Install Portworx Developer Edition onto a DC/OS cluster running on vanilla aws ec2 nodes
Recently Portworx became part of Mesosphere Universe, the DC/OS app-store of container images that allow you to scale, update & upgrade complex services like Cassandra, Kafka, ElasticSearch and other stateful services. Using the Mesosphere Universe, you can install Portworx in your DC/OS cluster using a single command:
$ dcos package install --yes --options ./px-options.json portworx
This post is about why you would want to do that and how Portworx can help you run your mission critical stateful services on Mesosphere DC/OS. We'll start with some background on Mesos, Marathon and DC/OS. Feel free to skip that if you are already familar.
Consumer facing services like Siri and Twitter run at un-imaginable scale and deployments often involve thousands of compute nodes.
A battle-proven, enterprise grade solution to orchestration at this scale is Apache Mesos. It pools compute nodes and makes them available to pluggable frameworks to use when deploying workloads.

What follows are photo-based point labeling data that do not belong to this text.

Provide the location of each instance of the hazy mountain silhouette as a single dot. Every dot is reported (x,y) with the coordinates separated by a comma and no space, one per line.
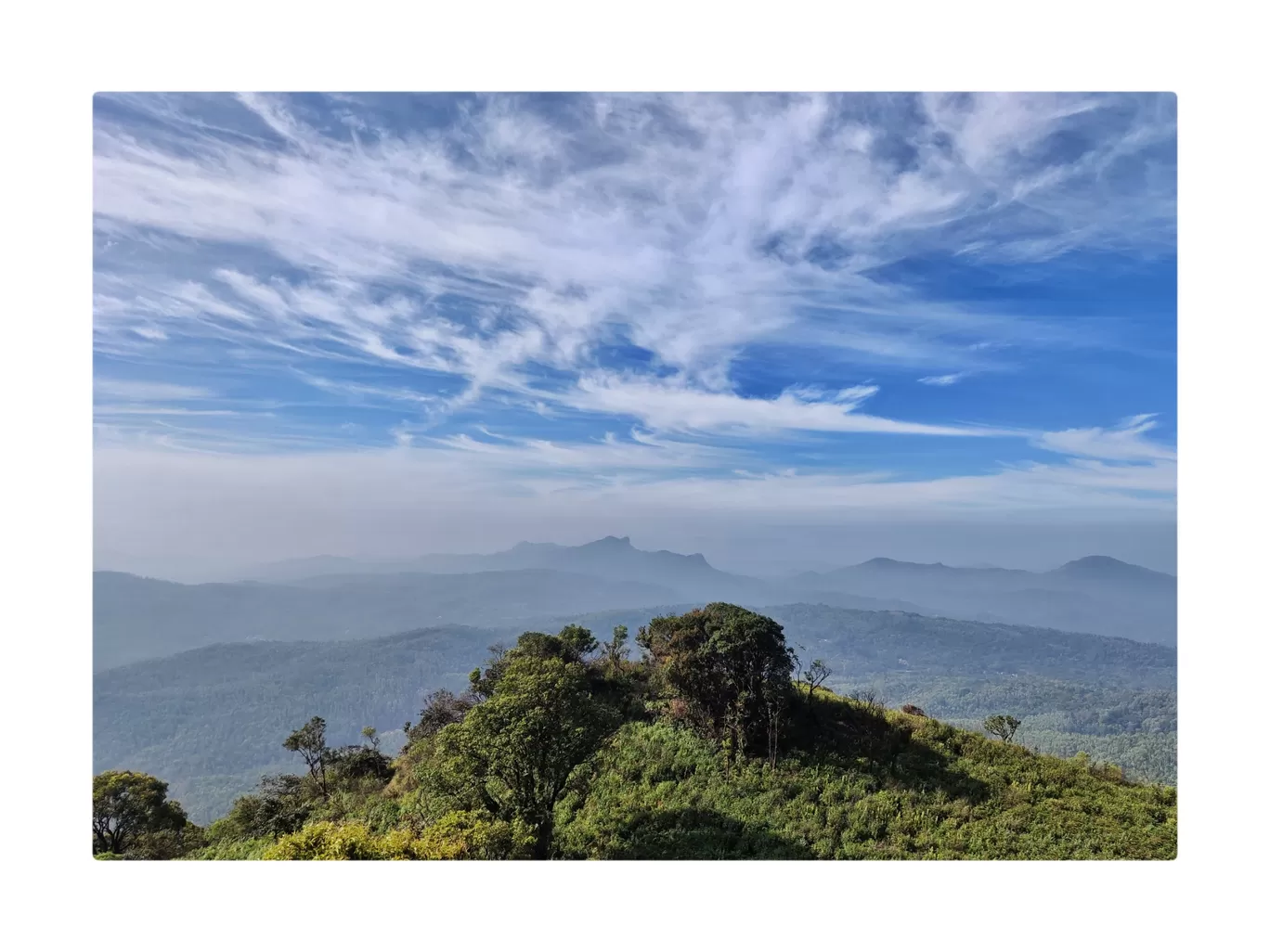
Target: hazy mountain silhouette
(1095,594)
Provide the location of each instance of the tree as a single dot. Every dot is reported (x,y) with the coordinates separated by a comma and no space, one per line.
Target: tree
(814,676)
(731,668)
(279,807)
(310,742)
(1003,727)
(128,806)
(577,640)
(520,749)
(615,649)
(440,710)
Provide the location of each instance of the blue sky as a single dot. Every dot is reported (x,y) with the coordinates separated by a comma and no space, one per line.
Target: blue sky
(355,323)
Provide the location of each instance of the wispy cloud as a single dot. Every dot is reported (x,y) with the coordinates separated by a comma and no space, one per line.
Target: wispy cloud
(691,226)
(1125,441)
(621,300)
(945,380)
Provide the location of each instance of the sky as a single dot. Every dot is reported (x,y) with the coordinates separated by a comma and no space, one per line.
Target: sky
(787,331)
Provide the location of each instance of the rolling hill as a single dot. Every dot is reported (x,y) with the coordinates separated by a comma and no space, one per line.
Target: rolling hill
(211,720)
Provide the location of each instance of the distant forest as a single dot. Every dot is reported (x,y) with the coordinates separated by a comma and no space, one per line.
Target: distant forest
(719,741)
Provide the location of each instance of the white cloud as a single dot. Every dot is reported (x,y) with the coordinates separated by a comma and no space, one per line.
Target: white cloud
(665,242)
(675,406)
(1121,442)
(945,380)
(148,390)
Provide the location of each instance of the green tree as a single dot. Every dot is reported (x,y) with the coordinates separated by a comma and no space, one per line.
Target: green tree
(731,668)
(310,742)
(814,676)
(128,806)
(518,751)
(615,649)
(578,641)
(1003,727)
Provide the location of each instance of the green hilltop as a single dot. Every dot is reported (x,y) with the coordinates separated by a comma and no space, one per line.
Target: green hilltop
(719,745)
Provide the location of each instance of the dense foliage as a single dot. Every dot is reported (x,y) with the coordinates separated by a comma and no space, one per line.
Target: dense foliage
(209,721)
(564,748)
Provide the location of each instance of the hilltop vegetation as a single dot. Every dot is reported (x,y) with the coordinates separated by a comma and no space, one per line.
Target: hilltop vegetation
(209,721)
(718,745)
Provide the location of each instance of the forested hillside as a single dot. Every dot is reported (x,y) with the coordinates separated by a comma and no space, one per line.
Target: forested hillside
(720,744)
(209,720)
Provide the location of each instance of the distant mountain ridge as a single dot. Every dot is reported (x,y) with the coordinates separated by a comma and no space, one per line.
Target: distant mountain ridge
(334,598)
(1095,594)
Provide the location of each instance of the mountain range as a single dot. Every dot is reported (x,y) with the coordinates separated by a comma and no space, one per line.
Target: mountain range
(213,720)
(136,618)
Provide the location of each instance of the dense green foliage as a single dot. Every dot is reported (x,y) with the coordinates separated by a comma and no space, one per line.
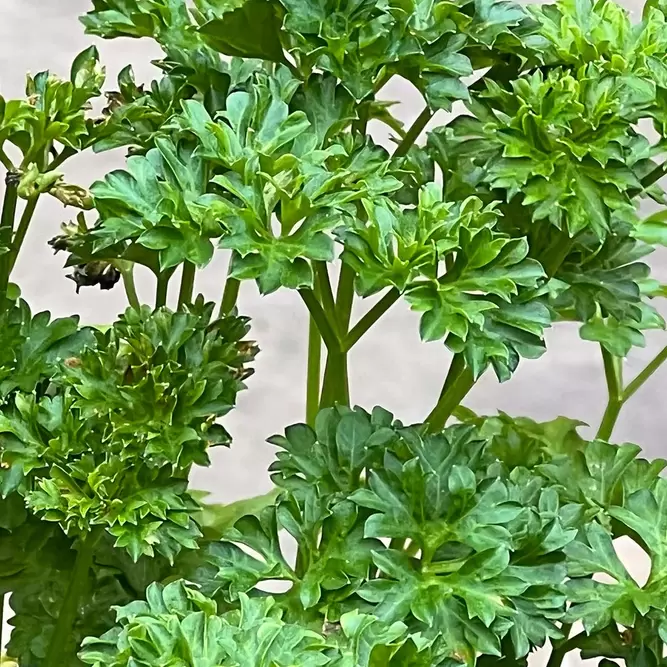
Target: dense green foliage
(462,540)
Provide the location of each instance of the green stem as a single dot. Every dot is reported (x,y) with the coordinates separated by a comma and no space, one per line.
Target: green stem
(65,154)
(230,296)
(455,369)
(326,293)
(22,230)
(62,632)
(187,284)
(613,377)
(413,133)
(454,391)
(7,228)
(644,375)
(127,272)
(161,290)
(371,317)
(327,332)
(345,298)
(335,386)
(314,370)
(6,162)
(562,648)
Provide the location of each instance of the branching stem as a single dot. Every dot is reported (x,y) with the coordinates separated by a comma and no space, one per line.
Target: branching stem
(413,133)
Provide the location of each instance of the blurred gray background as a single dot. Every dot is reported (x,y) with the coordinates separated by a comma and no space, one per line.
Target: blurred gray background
(389,367)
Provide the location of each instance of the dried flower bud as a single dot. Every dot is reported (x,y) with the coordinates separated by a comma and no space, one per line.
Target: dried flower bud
(103,274)
(72,195)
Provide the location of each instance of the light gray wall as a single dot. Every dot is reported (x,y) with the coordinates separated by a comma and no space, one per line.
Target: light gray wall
(390,366)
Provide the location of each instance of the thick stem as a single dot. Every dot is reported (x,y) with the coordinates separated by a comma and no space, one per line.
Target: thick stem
(413,133)
(7,228)
(161,289)
(187,284)
(371,317)
(335,386)
(321,320)
(454,391)
(314,370)
(127,272)
(62,633)
(644,375)
(22,230)
(612,373)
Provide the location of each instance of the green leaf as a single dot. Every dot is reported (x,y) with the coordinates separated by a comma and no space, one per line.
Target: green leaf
(251,30)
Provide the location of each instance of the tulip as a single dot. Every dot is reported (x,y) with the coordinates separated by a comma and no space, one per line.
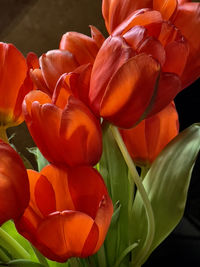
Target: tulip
(68,214)
(139,69)
(182,15)
(145,141)
(75,50)
(13,70)
(14,184)
(68,134)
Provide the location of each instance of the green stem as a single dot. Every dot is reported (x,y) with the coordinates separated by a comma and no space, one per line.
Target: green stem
(101,256)
(149,212)
(3,256)
(3,134)
(40,257)
(144,171)
(12,246)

Marathon is a Mesos framework that will schedule Docker containers onto your cluster of compute nodes. This frees up developers to concentrate on their Dockerfile
and Marathon will think about what compute node to run the container(s).
DC/OS is a packaged version of Mesos and Marathon (along with other tools) built by a company called Mesosphere. It has a GUI and CLI to make the operation of a Mesos cluster running Marathon easier. DC/OS includes an app-store of services that you can install with a single command called Universe. Portworx is available in the Mesosphere Universe. We'll see how to install it below.
The Mesos/Marathon stack will work great if your entire workload is stateless (perhaps a Twitter bot or a Google Maps api client). Quite often though, there is a process or two that will require persistent storage (perhaps a Postgres or Redis server).
Following the 12-factor manifesto we could run our stateful services as pet's not cattle and install them on single-purpose static servers.
This seems like a shame, we have the full power of an industrial grade container scheduler but still have to manually operate some of our stack.
What if we had a tool that treated our heterogeneous compute cluster as a heterogeneous storage cluster too?
Portworx storage offers a container aware storage fabric that will run on a commodity cluster of compute nodes.
This lets us schedule a stateful workload using Marathon and not worry if it ends up on node A, B or C - Portworx storage will provision a volume before the container starts (because of the low-level Docker volume plugin)
Because Portworx storage offers replication - we automatically have high-availability for our Postgres, Redis, MySQL or otherwise stateful container (if the container lands on another node - Portworx storage will ensure the data is there).
We can also take snapshots of existing volumes and then run other workloads against the snapshot volume. For example, we could easily run a test-suite against a snapshot of production data only a few seconds old.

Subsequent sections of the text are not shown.